1. Field of the Invention
This invention relates generally to the reproduction of sound in multi-channel systems generically known as “surround-sound” systems and more specifically to the application of psychoacoustic principles in the design of a loudspeaker system for reproducing a surround sound experience from loudspeakers located only in front of the listener.
2. Background Art
One problem which is common to all methods of producing phantom rear located sound images from a sound source or sources located in front of the listener is that the phantom source illusion tends to collapse as the listener turns or moves the listener's head even slightly. This problem arises from fundamental differences in the way sound at the listener's two ears changes as the head turns in relation to the location of a sound source in front of the listener as compared to a rear located sound source. For example, for a front located sound source not on the median plane (i.e., the vertical plane equidistant from the listener's two ears.), the interaural time delay ITD for sound arriving at the listener's ear nearest the sound source relative to the arrival time of the sound at the ear farthest from the sound source will decrease as the listener turns toward the sound source. Similarly, the interaural level difference ILD between the listener's two ears will also decrease as the listener turns toward the sound source. Both the ITD and ILD will be zero when the listener faces directly toward the sound source. In comparison, for a sound source located behind the listener, the ITD will increase as the listener turns towards the sound source and will reach a maximum when the listener has turned such that the sound source is located directly to one side, 90 degrees from the median plane. In general, the ILD will also increase as the listener turns towards a rear located sound source and will reach a maximum when the sound source is located directly to one side. However, as is well known, the behavior of the ILD at individual frequencies is complex and may not follow this general rule.
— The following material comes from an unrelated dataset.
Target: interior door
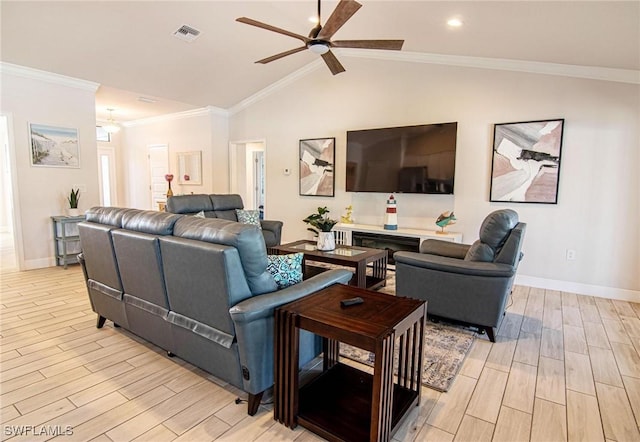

A second problem arises specifically in systems which use variations of a difference signal to create phantom rear located sound images such as is described in parent application Ser. No. 10/692,692. Difference signals are formed by subtracting one audio signal from a second audio signal. Referring to FIG. 1 herein, which corresponds to FIG. 2a of parent application Ser. No. 10/692,692, a device is shown for reproducing surround sound from front located speakers. In this device, left and right sub-speakers LSS and RSS receive difference signals (LS′−RS′) and (RS′−LS′), respectively. These difference signals are developed from the left and right surround signals LS and RS for the purpose of creating phantom rear sound images as described in more detail the parent application. However, whenever the two components of the difference signal are the same, the components substantially cancel each other and the difference signal becomes zero. In such a device, when the difference signal drops close to zero the device becomes much less effective in creating phantom rear located sound images. Unfortunately, this situation may occur quite often. For example, in surround systems using Dolby® Pro-Logic® decoding, both rear channels carry the same signal. Many two channel to five channel music surround schemes also use monaural rear channel signals. The situation also occurs in discrete five channel systems when the rear image is intended to be located directly behind the listener. This last situation is, of course, well known as one of the most difficult phantom images to produce.
An additional problem is encountered in systems using passive methods to develop a difference signal by modifying and combining the speaker level output of two or more amplifier channels. Such a system is disclosed in U.S. Pat. Nos. 4,683,505 and 4,759,066 to Polk, et al. As is disclosed in these patents, amplifier channels which do not share a common ground may be damaged if DC current flows are permitted from one channel to the other. However, the methods proposed for isolation of the channels involve costly transformers which may also degrade performance.